Natale 2016, un pò di aria fresca. PM10 non sforano da 15 giorni

Natale 2016, un pò di aria fresca. PM10 non sforano da 15 giorni

Un fatto nuovo per la nostra città, i soli in Emilia. Ma le polveri dell’inceneritore sono altre, e di queste non si sa più nulla


Un dicembre che Parma ricorderà come uno dei più positivi, dal 12 dicembre i valori delle centraline di Arpa che rilevano i valori dell’aria in città sono positive e sotto i 50, soglia di rischio prevista dalla legge: 44, 29, 41, 39, 49, 40, 36, 49. 45, 46 e 39 il 22 dicembre. Non pervenuti i valori dal 23 dicembre a Natale.

Si tratta di valori buoni, che rispecchiano un andamento analogo in tutta la Regione, anche se la nostra città è stata l’unica a non avere mai alcun sforamento in Emilia, mentre considerando anche la Romagna, condivide questo primato con Ravenna.

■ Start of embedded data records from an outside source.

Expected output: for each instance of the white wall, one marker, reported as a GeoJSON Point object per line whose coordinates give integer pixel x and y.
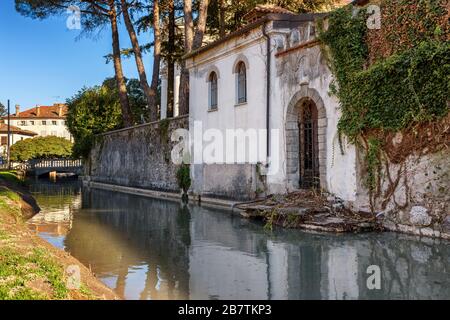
{"type": "Point", "coordinates": [59, 130]}
{"type": "Point", "coordinates": [14, 137]}
{"type": "Point", "coordinates": [285, 83]}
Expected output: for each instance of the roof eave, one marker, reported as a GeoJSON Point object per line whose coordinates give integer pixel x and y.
{"type": "Point", "coordinates": [269, 17]}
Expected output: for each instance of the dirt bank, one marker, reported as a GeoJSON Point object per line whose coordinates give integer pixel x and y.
{"type": "Point", "coordinates": [30, 267]}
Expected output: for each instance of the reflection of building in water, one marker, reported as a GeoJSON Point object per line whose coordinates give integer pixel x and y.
{"type": "Point", "coordinates": [154, 249]}
{"type": "Point", "coordinates": [147, 244]}
{"type": "Point", "coordinates": [59, 202]}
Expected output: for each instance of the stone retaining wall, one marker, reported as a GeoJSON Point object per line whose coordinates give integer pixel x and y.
{"type": "Point", "coordinates": [137, 157]}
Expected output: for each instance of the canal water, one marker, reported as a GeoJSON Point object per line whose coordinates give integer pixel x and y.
{"type": "Point", "coordinates": [156, 249]}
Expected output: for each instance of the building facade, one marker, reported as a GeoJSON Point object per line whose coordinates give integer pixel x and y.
{"type": "Point", "coordinates": [16, 134]}
{"type": "Point", "coordinates": [43, 120]}
{"type": "Point", "coordinates": [269, 76]}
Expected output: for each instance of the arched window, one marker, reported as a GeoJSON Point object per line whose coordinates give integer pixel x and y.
{"type": "Point", "coordinates": [241, 73]}
{"type": "Point", "coordinates": [213, 91]}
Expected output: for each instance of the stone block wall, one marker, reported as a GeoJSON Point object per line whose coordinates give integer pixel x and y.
{"type": "Point", "coordinates": [420, 203]}
{"type": "Point", "coordinates": [137, 157]}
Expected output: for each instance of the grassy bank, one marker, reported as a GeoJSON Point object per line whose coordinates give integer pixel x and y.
{"type": "Point", "coordinates": [30, 268]}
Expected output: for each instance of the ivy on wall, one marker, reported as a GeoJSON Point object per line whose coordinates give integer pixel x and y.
{"type": "Point", "coordinates": [396, 79]}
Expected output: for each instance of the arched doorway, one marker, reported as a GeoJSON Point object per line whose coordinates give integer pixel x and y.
{"type": "Point", "coordinates": [306, 140]}
{"type": "Point", "coordinates": [309, 175]}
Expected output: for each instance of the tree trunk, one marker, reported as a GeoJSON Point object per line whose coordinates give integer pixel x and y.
{"type": "Point", "coordinates": [148, 92]}
{"type": "Point", "coordinates": [201, 25]}
{"type": "Point", "coordinates": [183, 97]}
{"type": "Point", "coordinates": [121, 84]}
{"type": "Point", "coordinates": [156, 57]}
{"type": "Point", "coordinates": [221, 18]}
{"type": "Point", "coordinates": [191, 42]}
{"type": "Point", "coordinates": [171, 61]}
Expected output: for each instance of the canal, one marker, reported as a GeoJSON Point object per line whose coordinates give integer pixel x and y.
{"type": "Point", "coordinates": [156, 249]}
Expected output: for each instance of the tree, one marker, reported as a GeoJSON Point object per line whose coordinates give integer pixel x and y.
{"type": "Point", "coordinates": [193, 39]}
{"type": "Point", "coordinates": [149, 92]}
{"type": "Point", "coordinates": [92, 111]}
{"type": "Point", "coordinates": [3, 110]}
{"type": "Point", "coordinates": [94, 14]}
{"type": "Point", "coordinates": [227, 16]}
{"type": "Point", "coordinates": [97, 110]}
{"type": "Point", "coordinates": [41, 148]}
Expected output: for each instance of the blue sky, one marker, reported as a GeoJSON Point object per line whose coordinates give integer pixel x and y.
{"type": "Point", "coordinates": [42, 61]}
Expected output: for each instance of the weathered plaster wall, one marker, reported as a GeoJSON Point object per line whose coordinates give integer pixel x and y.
{"type": "Point", "coordinates": [137, 157]}
{"type": "Point", "coordinates": [301, 74]}
{"type": "Point", "coordinates": [234, 180]}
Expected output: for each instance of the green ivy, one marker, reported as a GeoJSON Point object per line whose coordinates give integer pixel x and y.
{"type": "Point", "coordinates": [395, 93]}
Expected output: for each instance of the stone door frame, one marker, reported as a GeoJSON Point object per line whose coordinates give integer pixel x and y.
{"type": "Point", "coordinates": [292, 136]}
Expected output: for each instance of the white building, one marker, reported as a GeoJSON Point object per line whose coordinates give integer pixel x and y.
{"type": "Point", "coordinates": [43, 120]}
{"type": "Point", "coordinates": [16, 134]}
{"type": "Point", "coordinates": [270, 75]}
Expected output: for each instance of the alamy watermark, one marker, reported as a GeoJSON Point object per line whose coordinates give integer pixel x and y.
{"type": "Point", "coordinates": [73, 21]}
{"type": "Point", "coordinates": [228, 146]}
{"type": "Point", "coordinates": [373, 281]}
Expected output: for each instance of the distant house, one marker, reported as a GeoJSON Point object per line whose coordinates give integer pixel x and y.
{"type": "Point", "coordinates": [17, 134]}
{"type": "Point", "coordinates": [44, 120]}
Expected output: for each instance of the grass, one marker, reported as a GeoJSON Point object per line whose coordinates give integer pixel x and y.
{"type": "Point", "coordinates": [28, 271]}
{"type": "Point", "coordinates": [19, 270]}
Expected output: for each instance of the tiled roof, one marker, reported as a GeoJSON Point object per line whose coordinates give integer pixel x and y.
{"type": "Point", "coordinates": [44, 112]}
{"type": "Point", "coordinates": [262, 9]}
{"type": "Point", "coordinates": [270, 8]}
{"type": "Point", "coordinates": [16, 130]}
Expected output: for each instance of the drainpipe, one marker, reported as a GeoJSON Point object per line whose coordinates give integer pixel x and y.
{"type": "Point", "coordinates": [268, 73]}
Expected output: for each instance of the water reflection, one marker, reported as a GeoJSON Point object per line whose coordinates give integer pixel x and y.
{"type": "Point", "coordinates": [154, 249]}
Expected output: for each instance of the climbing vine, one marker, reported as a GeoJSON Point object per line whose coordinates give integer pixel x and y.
{"type": "Point", "coordinates": [391, 81]}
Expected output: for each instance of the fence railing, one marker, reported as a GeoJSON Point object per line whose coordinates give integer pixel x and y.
{"type": "Point", "coordinates": [43, 164]}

Peggio di tutti Bologna con quattro sforamenti.

Non si deve comunque abbassare la guardia e ricordare che le polveri sottili dell’inceneritore non sono rilevati dai Pm10, che vengono monitorati dalla regione Emilia Romagna, ma sono classificati con un particolato formato da particelle inferiori a 10 µm (cioè inferiori a un centesimo di millimetro), è una polvere inalabile, ovvero in grado di penetrare nel tratto respiratorio superiore (naso e laringe).

Le particelle fra circa 5 e 2,5 µm si depositano prima dei bronchioli, sono quello che si definisce un “particolato fine con diametro inferiore a 2,5 µm (un quarto di centesimo di millimetro), è una polvere toracica, cioè in grado di penetrare profondamente nei polmoni, specie durante la respirazione dalla bocca.

Ma di queste il Comune di Parma non ci fa sapere nulla da molti anni, pur avendo promesso, in campagna elettorale, un monitoraggio continuo delle emissioni dell’impianto che, è bene ricordarlo, vien ad oggi definito dallo Stato così: “Secondo l’articolo 216 del testo unico delle leggi sanitarie, gli inceneritori sono classificati come fabbriche insalubri di prima classe e come tali “debbono essere isolate nelle campagne e tenute lontane dalle abitazioni”.